The YOGTZE case (, also BAB-Rätsel, "Autobahn Riddle") refers to the death of unemployed German food engineer Günther Stoll, which occurred on 26 October 1984. It is one of the most mysterious unsolved cases in German criminal history.

Background 
In 1984, Günther Stoll, an unemployed food engineer from Anzhausen, was suffering from a moderate case of paranoia. Prior to his death, he occasionally spoke to his wife of "them," unknown people who supposedly intended to harm him. He mentioned "them," specifically, on the evening of 25 October 1984 (at approximately 23:00), before suddenly shouting "Jetzt geht mir ein Licht auf!" ("Now I've got it!"). He then wrote the six letters "YOG'TZE" (it is not conclusive if the third letter was intended to represent a '6' or a 'G') on a sheet of paper before instantly crossing them out.

Shortly thereafter, Stoll went to his favorite pub in Wilnsdorf, where he ordered a beer and fell on the ground, injuring his face. Witnesses stated that he was not under the influence of alcohol and that he suddenly lost consciousness.

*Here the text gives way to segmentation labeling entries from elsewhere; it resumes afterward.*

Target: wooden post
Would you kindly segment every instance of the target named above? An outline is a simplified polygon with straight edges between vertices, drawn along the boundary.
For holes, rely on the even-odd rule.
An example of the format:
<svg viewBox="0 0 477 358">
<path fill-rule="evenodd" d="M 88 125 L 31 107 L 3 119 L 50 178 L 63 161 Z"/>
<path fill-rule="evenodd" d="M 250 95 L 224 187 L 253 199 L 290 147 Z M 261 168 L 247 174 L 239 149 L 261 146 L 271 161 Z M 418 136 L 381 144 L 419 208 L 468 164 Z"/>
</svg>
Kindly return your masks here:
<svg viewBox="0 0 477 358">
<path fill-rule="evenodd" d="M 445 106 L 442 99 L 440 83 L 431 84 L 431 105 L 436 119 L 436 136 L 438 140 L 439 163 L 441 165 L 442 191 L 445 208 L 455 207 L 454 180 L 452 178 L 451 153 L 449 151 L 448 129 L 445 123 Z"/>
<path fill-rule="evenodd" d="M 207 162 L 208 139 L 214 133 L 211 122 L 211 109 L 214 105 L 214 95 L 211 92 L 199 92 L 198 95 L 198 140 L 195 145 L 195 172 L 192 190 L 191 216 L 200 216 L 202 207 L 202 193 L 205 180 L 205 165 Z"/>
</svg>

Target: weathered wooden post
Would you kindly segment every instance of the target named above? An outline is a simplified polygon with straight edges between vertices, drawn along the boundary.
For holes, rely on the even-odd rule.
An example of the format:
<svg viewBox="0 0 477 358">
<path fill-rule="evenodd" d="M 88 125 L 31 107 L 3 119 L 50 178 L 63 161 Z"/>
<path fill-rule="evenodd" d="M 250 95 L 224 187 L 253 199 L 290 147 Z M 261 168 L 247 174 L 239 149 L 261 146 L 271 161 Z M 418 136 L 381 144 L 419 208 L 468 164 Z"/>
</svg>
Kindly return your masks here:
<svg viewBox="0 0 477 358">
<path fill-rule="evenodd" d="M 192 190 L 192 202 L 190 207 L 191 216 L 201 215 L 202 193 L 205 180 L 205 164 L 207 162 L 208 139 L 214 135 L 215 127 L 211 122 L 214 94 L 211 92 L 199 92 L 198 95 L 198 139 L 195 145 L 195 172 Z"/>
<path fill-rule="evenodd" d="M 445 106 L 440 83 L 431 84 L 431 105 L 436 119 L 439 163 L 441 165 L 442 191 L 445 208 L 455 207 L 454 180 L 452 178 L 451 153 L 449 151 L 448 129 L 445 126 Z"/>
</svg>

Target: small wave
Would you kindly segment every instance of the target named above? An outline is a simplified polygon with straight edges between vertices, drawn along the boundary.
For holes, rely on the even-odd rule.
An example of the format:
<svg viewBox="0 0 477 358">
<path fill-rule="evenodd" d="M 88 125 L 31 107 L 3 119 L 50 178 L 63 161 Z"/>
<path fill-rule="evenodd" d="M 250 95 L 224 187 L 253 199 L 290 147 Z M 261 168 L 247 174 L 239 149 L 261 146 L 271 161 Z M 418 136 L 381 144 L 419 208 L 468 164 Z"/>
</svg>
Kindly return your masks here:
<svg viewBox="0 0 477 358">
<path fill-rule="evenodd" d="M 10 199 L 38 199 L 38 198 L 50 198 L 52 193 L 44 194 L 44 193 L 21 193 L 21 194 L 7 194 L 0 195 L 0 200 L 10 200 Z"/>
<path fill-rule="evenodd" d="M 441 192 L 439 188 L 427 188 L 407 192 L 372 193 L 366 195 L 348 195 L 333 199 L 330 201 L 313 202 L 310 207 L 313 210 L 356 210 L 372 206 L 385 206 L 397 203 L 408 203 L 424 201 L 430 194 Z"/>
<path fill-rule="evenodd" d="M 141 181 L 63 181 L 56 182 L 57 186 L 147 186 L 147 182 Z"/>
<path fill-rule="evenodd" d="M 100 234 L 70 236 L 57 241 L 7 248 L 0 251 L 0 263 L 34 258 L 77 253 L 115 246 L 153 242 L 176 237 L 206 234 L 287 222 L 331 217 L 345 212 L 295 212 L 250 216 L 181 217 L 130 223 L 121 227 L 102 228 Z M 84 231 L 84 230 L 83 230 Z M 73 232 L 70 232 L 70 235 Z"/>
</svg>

He awoke and drove away in his VW Golf I. It is not known what he did in the next two hours. At around 01:00 on 26 October 1984, he went to Haigerseelbach, where he grew up. There, he talked to a woman he knew from his childhood and mentioned a "horrible incident." Since it was so late at night, the woman advised him to go to his parents' place, and talk to them instead. He then left.

Discovery 
At approximately 03:00, two truck drivers discovered Stoll's crashed vehicle in a trench adjacent to the A45, near the Hagen-Süd exit,  from Haigerseelbach.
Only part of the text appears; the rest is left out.